Business

HOLDING COURT

Expect a circus when Conrad Black gets to town.

The disgraced and dethroned media baron is slated to spend the next few months in a federal courtroom in downtown Chicago facing allegations he plundered millions from investors in the newspaper empire he once controlled.

Preceding Black is his infamous reputation as a loquacious, military-metaphor-spouting aristocrat, who gave up his Canadian citizenship to be named Lord Black of Crossharbour in Britain.

“I’ll be interested to see if he asks people to call him Lord Black,” said Robert Stephenson, a lawyer with Foley & Lardner in Chicago, who’s not involved in the case.

“Don’t be surprised if he doesn’t demand it,” he added.

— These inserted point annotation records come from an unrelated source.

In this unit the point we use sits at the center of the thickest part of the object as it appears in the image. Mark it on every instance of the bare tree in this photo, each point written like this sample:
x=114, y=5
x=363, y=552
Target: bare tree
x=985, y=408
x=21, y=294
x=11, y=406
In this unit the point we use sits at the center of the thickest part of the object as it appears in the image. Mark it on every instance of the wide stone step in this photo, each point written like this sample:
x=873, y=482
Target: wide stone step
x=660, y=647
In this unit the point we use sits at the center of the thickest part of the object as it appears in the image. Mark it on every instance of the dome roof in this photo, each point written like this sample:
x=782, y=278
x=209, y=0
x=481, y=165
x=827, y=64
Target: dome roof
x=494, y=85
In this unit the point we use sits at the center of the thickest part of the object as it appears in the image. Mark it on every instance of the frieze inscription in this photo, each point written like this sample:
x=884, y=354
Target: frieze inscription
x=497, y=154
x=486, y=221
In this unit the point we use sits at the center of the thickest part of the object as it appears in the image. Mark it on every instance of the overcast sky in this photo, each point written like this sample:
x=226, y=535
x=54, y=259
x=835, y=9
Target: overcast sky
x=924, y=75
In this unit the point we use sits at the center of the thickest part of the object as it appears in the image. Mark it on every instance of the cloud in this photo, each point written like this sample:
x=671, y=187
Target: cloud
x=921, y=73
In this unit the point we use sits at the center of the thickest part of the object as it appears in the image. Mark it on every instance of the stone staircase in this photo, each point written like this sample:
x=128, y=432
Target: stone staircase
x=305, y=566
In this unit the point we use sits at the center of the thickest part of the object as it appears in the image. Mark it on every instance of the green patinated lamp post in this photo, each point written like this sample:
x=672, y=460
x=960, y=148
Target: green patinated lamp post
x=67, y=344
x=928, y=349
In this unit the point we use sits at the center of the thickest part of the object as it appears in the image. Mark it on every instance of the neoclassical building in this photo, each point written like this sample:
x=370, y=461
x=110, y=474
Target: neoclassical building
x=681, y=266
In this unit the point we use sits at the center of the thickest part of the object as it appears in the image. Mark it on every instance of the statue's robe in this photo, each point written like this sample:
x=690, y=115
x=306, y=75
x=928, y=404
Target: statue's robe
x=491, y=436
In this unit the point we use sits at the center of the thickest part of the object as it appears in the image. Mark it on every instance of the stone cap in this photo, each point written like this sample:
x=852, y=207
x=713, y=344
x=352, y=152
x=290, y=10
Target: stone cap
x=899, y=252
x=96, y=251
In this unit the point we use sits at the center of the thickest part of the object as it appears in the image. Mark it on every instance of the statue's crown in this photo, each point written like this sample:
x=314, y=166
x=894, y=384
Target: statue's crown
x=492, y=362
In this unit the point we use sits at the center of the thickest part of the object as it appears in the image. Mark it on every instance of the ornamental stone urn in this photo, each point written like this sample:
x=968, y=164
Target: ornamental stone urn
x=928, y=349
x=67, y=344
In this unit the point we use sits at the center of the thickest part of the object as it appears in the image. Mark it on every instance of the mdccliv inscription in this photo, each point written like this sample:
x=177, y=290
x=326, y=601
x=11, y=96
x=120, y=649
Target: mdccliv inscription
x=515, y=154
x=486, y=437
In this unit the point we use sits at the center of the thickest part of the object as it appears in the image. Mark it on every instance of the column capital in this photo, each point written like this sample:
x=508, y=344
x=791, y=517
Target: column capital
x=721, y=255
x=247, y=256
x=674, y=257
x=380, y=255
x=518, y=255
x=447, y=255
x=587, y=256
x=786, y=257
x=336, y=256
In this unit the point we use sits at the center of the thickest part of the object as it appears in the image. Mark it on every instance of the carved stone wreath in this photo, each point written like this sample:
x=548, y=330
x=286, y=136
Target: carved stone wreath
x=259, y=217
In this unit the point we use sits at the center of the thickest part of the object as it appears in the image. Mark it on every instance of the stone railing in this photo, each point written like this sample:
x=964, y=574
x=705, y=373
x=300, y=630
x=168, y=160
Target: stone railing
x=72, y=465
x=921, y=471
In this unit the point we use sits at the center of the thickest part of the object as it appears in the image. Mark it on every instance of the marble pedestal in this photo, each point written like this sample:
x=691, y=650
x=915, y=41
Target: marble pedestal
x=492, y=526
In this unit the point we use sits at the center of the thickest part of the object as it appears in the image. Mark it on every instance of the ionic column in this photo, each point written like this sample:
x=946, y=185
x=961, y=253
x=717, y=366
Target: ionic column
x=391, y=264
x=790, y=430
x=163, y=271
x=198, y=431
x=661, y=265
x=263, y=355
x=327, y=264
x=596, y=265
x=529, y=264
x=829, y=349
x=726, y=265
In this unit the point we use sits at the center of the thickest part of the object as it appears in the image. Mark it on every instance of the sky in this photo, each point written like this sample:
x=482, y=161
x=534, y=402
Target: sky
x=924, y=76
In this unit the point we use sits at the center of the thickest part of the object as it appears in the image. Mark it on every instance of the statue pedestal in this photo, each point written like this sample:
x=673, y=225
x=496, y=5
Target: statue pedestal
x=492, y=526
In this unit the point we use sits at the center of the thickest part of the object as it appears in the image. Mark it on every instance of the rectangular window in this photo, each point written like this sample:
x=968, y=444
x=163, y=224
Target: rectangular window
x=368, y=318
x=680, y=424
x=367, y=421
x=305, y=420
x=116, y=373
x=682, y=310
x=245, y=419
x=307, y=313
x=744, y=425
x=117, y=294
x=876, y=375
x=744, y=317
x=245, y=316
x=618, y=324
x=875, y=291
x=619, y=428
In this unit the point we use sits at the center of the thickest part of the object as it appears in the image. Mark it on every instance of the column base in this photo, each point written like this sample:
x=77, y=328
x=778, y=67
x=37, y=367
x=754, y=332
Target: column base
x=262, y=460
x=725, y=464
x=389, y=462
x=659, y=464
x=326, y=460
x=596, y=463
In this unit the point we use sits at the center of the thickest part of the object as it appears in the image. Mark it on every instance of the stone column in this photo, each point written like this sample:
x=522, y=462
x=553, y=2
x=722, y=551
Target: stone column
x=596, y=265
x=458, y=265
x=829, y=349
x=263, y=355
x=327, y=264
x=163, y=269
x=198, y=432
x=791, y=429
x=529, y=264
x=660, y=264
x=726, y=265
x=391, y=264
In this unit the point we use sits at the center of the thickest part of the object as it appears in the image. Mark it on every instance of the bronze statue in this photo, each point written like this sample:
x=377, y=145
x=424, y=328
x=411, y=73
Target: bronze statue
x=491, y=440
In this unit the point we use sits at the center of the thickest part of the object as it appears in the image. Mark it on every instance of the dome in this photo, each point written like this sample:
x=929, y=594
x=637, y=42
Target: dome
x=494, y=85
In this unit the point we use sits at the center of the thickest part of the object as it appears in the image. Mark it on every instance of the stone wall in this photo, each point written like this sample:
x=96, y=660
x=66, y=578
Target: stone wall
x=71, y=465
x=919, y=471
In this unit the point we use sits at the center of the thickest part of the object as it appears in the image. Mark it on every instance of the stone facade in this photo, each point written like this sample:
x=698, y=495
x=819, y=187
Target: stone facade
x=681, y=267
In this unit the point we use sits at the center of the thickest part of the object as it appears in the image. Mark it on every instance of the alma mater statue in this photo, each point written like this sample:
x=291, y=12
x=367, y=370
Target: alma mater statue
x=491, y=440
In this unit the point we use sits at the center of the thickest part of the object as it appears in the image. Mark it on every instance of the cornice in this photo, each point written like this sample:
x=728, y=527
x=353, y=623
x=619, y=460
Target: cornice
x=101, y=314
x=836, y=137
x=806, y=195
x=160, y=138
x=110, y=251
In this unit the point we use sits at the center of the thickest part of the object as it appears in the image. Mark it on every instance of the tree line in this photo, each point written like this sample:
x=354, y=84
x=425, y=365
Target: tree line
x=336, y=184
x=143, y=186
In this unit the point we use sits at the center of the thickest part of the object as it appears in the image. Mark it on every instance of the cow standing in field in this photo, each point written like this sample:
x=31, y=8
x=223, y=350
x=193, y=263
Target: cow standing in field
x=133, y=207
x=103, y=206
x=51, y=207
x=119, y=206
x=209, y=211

Black’s pompous demeanor could be one of his biggest hindrances at the trial. Opening arguments are expected to begin next Monday after about a couple of days of jury selection.

Black’s legal team will be looking to weed out potential jury members who might have a problem with Canadians, people entitled “Lord,” or who believe that “corporate executives make too much money.”

Black, 62, and three other executives are accused of looting $84 million from Hollinger International, the Chicago newspaper company once controlled by the fallen media mogul.

Testifying for the prosecution will be star witness David Radler, Black’s longtime right-hand man who turned on his old boss in 2005 and pleaded guilty in exchange for a light sentence.

Also likely to take the stand is James Thompson, former Illinois governor and head of Hollinger’s audit committee, who expected to testify that Black kept him in the dark about the alleged illicit payments.

As many as 300 journalists from across the U.S., Canada and the U.K., where Black owned the Daily Telegraph, have registered to cover the trial.

The Chicago Sun-Times, which is about all that’s left of Black’s newspaper empire is opening up part of its newsroom for out-of-town journalists to cover the trial.

Beyond Monday-to-Thursday court proceedings, reporters will likely be snooping for the kind of out-of-court antics that have made Black and his wife, conservative columnist Barbara Amiel, famous.

Photographers will undoubtedly be keeping an eye out for Amiel, who quipped in a Vanity Fair profile, “My extravagance knows no bounds, on the ritzy shopping district known as the Magnificent Mile.

Black’s lead lawyer, Canadian Eddie Greenspan, hopes to avoid a media circus. “We’re going to do everything in our power to avoid any interaction outside the courtroom,” Greenspan told The Post. “This case is to be argued in front of 12 jurors.”

Black could get hit with a sentence of a hundred years if he’s found guilty on all counts.

But the Canadian-born mogul has said he doesn’t expect to spend any time behind bars.

In a sign of his confidence, Black eagerly embraced expressions of support from a group on the Internet.

Black, flattered by the group’s attention, invited them for drinks at his Toronto home, before being informed of the that it was a hoax by Canadian satirical magazine “Frank.”